The story of Orpheus and Eurydice remains one of the most famed myths of ancient Greece. It is not only a tale that pulses with the timeless themes of beauty, love and loss, but it also reveals deeper aspects of the human experience regarding what it means to be god and man. As a man endowed with god-like powers in the form of musical ability, Orpheus carried within himself the unique and precious capacity to bend even the most rigid hearts into understanding and supporting his deepest desires, including the rare chance to bring someone back to life. This pivotal moment in the story when Orpheus turns his head and sees his beloved wife vanish not only stirs emotions but begs an even more impending question as to why Hades made this stipulation instead of simply giving Orpheus what he asked for, as well as what the true meaning behind Orpheus's act of turning his head. Ultimately, we see that Orpheus was given divine privileges that first seemed to exempt him from the natural laws of being man, but that in Hades' final test of will, in the end his humanness prevails over even an undeniable streak of divinity.

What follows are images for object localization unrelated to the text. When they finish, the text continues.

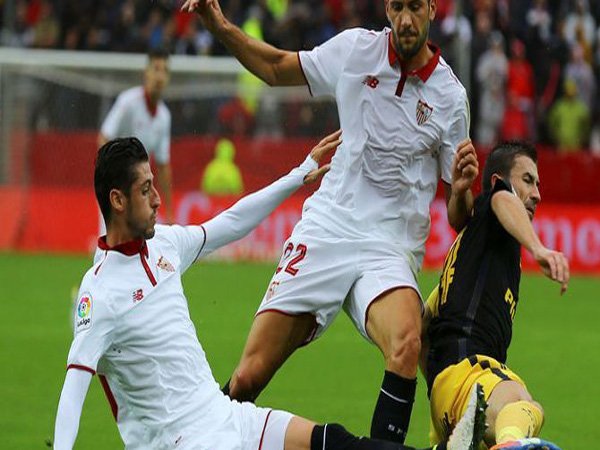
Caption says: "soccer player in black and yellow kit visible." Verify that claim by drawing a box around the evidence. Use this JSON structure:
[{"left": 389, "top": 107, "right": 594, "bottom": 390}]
[{"left": 421, "top": 142, "right": 569, "bottom": 450}]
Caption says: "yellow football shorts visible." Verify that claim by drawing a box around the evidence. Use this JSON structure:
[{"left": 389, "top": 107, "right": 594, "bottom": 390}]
[{"left": 429, "top": 354, "right": 527, "bottom": 445}]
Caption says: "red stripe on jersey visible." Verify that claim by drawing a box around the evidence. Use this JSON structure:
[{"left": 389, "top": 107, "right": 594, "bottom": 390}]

As the son of a Thracian prince, his Muse mother birthed him with “the gift of music” and there was no one would could be his rival “except the gods alone” (Hamilton 131). Due to the ethereal and inspirational quality of his music, which would make “the woodland dance and the rivers dance still,” he was able to bypass the laws that most other human beings were subject to (Friedman 92). In Orpheus and Eurydice's story, we are witness to two human souls which have found freedom from the earthbound limitations of earth in the form of mutual devotion and love. In their mutual “moving toward union with the One,” we see that Orpheus yields his supernatural power to the reality of physical death on earth (Friedman 95). In fact, while he was able to retrieve his wife by playing music on his lyre, the limitations of his humanness prevented him from maximizing his god-like power. Although Hades was “moved to pity” by the lyrics of Orpheus's song, the fact that he required that Orpheus not look behind him shows that even Hades understood that no mortal – even a half mortal – can be placed above the law of humanity. When Virgil writes in Georgics, “What could he do? Where could he turn, twice robbed of his wife? / With what tears could he move the spirits, with what voice / move their powers?” we see that after he lost the chance given to him by the power of his music, he no longer has anything else to offer the powers of the Underworld (Virgil 89). His humanness and the flaws that come inherent with human nature are what ultimately bind him back down to the grounds of unforgiving reality, where life is life and death is death.
While Orpheus was divinely granted the gift of moving music, the truth remains that true lasting beauty is ultimately derived from the virtue it inspires. Without lasting virtue, the music is but a passing phenomenon. Though Hades was moved to sympathy and allowed for the two lovers to be momentarily be given a chance to reunite, the stipulation he laid on them shows that not even divine gifts are able to compensate for the will of the human soul and the inherent doubts that plagued its temporary existence. “Not for nothing does divine anger harass you,” and it is for this reason that we see Orpheus's limitations and the humanness of his woes (Virgil 72). Instead of trusting that his wife would be by his side, he reveals his mortality by his moment of distrust in the divinity within him that would have waited for her to turn to him.
Works Cited
Hamilton, Edith, and Monica Ferrell. Mythology: Edith Hamilton. New York: Spark Pub., 2002. Print.
Friedman, John Block. Orpheus in the Middle Ages. Cambridge, MA: Harvard U Press, 1970. Print.
Virgil, and H. V. Jacques. Virgil Georgics. Sydney: Brooks, 1966. Print.